Even if Watson falters on the weekend—and I hope he doesn’t—this performance probably cements Watson as the greatest links player of all time. He started out with four bogeys on the first five, but soon recovered. I don’t think it’s any coincidence that his rally began as the weather turned nasty. Watson is a mudder.

Watson, who played with Sergio Garcia, said in a post-round interview that as he was walking down the eighth the Spaniard said “Come On, Old Man.” He reflected that it “was nice of Sergio to give me a little pep talk there. It turned around when I made the putt on 9. There’s always a bunch of give and take in a round of golf.”

Good for Sergio. It’s nice to know that he’s a sportsman.

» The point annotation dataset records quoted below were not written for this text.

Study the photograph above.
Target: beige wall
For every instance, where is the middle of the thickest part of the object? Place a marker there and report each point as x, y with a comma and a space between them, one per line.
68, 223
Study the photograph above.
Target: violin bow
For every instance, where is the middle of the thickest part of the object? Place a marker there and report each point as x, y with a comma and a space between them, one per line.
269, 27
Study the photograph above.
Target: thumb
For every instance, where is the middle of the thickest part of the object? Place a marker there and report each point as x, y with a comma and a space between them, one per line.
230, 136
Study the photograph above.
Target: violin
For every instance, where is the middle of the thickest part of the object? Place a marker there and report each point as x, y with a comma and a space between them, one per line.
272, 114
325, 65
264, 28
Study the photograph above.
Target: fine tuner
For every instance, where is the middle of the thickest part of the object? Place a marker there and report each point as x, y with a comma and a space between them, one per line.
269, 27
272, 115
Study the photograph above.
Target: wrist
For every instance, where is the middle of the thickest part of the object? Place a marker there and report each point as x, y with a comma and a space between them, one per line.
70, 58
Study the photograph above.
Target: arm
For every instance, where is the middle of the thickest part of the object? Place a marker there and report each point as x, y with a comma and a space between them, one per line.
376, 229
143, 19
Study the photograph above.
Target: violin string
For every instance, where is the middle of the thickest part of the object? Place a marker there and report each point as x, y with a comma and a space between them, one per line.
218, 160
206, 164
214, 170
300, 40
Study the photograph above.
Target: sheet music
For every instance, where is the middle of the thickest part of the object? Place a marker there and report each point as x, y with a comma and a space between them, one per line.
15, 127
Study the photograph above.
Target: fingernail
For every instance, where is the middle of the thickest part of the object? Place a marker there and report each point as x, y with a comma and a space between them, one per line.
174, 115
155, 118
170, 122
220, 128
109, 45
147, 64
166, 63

An interesting aspect of Watson’s feat is that is putter is working so well. He made a 35 footer on the first for a bird, a twenty five footer on nine, a fifty footer on sixteen, and finished with a similar one at 18. His smooth stroke on the greens is surprising because its usually the putter that goes first.

Even more surprising is that Tiger Woods missed the cut. He started out pretty well, but his round fell apart with a disastrous lost ball on the par 4 tenth. From the way he began flailing at the ball, and missing the fairways even when playing conservative irons, Woods looked like just another journeyman pro, not the Golf God of previous years.

I watch enough golf that I usually can identify the pro by the swing. Just a glance at the setup or follow-through is enough. But if Tiger were wearing a Nixon mask today, I wouldn’t have known who it was. His swing just doesn’t look like it used to. The follow-through is all wrong. It’s almost like he’s hitting the ball instead of swinging through it.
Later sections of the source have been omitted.